First of all, we are all taught that we are dirty, rotten sinners who deserve God’s eternal judgment starting when we are very young (I will get into Hell theology in a future post because there is so much to unpack, but I will say that I don’t have memory before I knew that I was unworthy of God’s love). With this “truth” instilled in me at a young age, time and time again I was told that all glory goes exclusively to our Heavenly Father. If we have accomplished something worthy — from a piece of art to a part in a play… even bringing someone to church who consequently got “saved” — all credit goes to God, because He is in control. To be proud of my achievement was to succumb to the sin of pride, to believe that our talents were our own and not given to us by God. And sin of any kind, we were constantly informed, was nailing Jesus to the cross again. 

In other words: The Church expects us to give our talents and abilities into God’s service while never taking pride in our work. All credit goes to God alone, because He is our Author and Perfector. To feel a sense of accomplishment toward our work independent of God is a sin against Him, and since all sins are the same in God’s eyes, it would be enough to condemn me to Hell forever. Thankfully, God had His son brutally massacred to cover that sin, so that when God looked at me, all He saw was the blood of Jesus. I had no identity outside of that blood — and no other reason to exist. My talents therefore served no purpose except to honor Him. This was first explained to me when I was five or so, and reinforced throughout my years in Church. 

I even remember a pastor preaching that God gave us talents to test us… that He really wanted us to do things we didn’t enjoy doing or that we weren’t good at, so we wouldn’t fall into the sin of pride and instead rely more on Him. I was an adult at the time, nearly on the brink of leaving the church. A certain Austrian celebrity had just been elected into a pretty high office in America. So I shouted out from my pew in my best Arnold voice, probably inappropriately, “I’m going to be governor of California!!!” It was a moment, I’ll admit, I was proud of — to the pastor’s chagrin. 

After leaving the Church, it has taken me many years to build up my self-esteem and realize that I can take pride in myself without needing to justify it in some roundabout way (i.e. “A lot of people came to see me talk, and they seemed to enjoy it,” “I got an A on my essay because the professor is so passionate about this subject and communicated it to us so well.”) Often, I would inflate facts just to justify feeling proud of an accomplishment, because I didn’t want people to think I was being needlessly prideful. I did this instinctively, even as my belief in a theistic deity faded — because that is how trauma works… you carry it within you after abuse, even when you are safe. It took me years of processing my religious trauma, with the help of a therapist, to even know how to simply look at something I accomplished, smile to myself, and think, “I did that all by myself, and it’s okay that I feel good about it.”

This is my story, but it is also the story of many who leave the evangelical church. If you are struggling to take ownership and pride in work that you have accomplished, I can tell you that there is light at the end of the tunnel. I kept a list of talents in my pocket that I was proud of for a long time, and I’d pull them out to remind myself of them when I needed to. I still have to remind myself sometimes that my accomplishments are my own, but I’m getting better and better at it. You will too — just keep practicing and keep doing things that make you feel happy and good about yourself. 

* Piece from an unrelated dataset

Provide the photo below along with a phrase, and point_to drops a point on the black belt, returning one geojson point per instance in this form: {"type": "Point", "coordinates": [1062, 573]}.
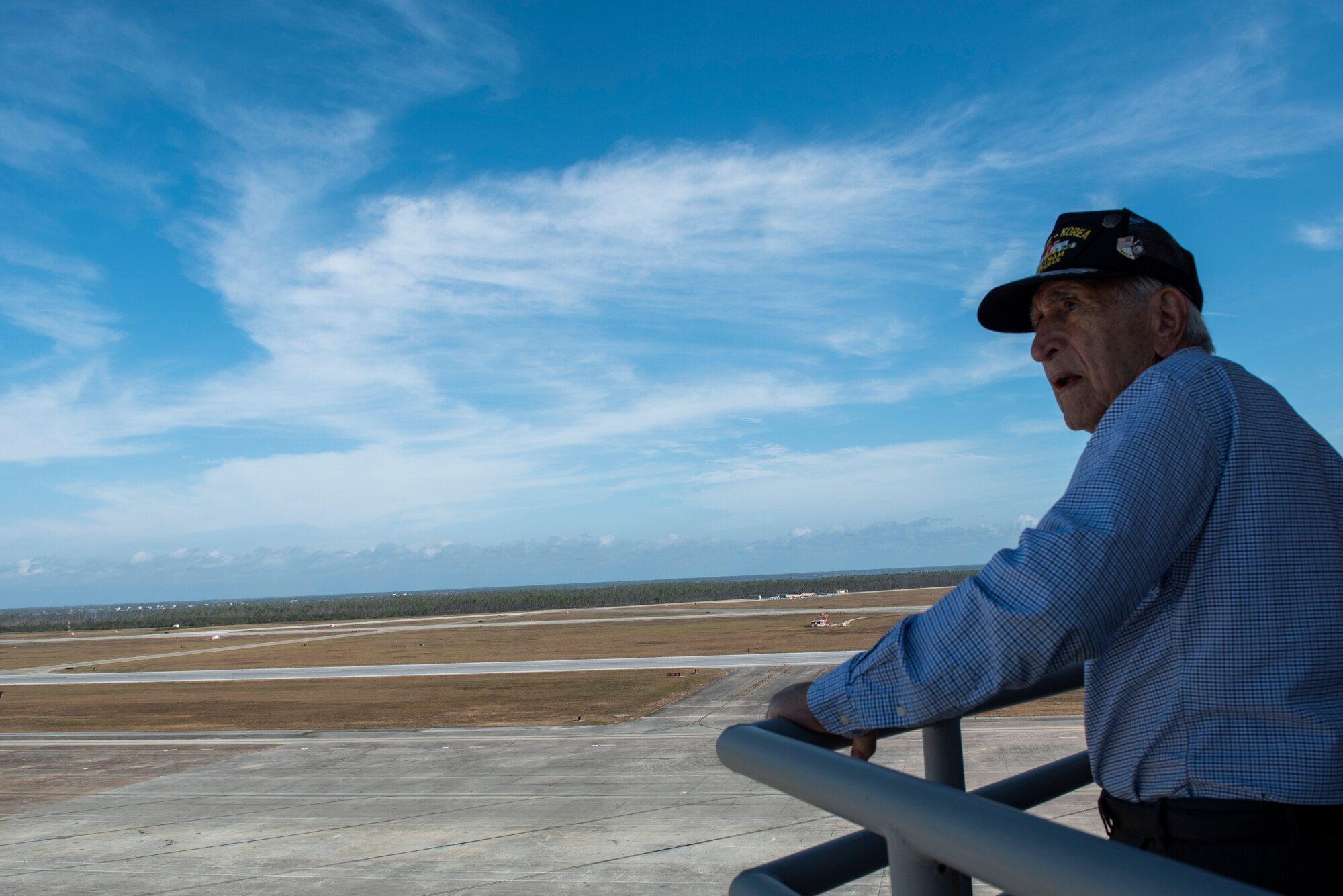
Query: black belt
{"type": "Point", "coordinates": [1221, 820]}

Thank you so much for reading. Comments and questions are welcome, but I also know that these posts are being read by people for whom it may not be safe to comment. I see you, and you are not alone. Here is a reminder: You are worthy of love, just the way you are. You are not broken, because you are not a creature of sin cast out of God’s presence. Rather, you are like me: Unfinished and still growing. I believe in you.